On-Device LLMs for Home Assistant: Dual Role in Intent Detection and Response Generation
It addresses the need for unified, on-device AI in home automation without specialized hardware, though it is incremental in applying existing quantization techniques to this domain.
This paper tackled the problem of using fine-tuned Large Language Models (LLMs) for both slot/intent detection and response generation in smart home assistants on resource-limited edge hardware, achieving around 80-86% accuracy and 5-6 seconds inference time per query.
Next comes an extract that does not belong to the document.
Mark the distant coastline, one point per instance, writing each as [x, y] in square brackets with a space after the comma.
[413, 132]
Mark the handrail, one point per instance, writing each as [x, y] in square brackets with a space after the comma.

This paper investigates whether Large Language Models (LLMs), fine-tuned on synthetic but domain-representative data, can perform the twofold task of (i) slot and intent detection and (ii) natural language response generation for a smart home assistant, while running solely on resource-limited, CPU-only edge hardware. We fine-tune LLMs to produce both JSON action calls and text responses. Our experiments show that 16-bit and 8-bit quantized variants preserve high accuracy on slot and intent detection and maintain strong semantic coherence in generated text, while the 4-bit model, while retaining generative fluency, suffers a noticeable drop in device-service classification accuracy. Further evaluations on noisy human (non-synthetic) prompts and out-of-domain intents confirm the models' generalization ability, obtaining around 80--86\% accuracy. While the average inference time is 5--6 seconds per query -- acceptable for one-shot commands but suboptimal for multi-turn dialogue -- our results affirm that an on-device LLM can effectively unify command interpretation and flexible response generation for home automation without relying on specialized hardware.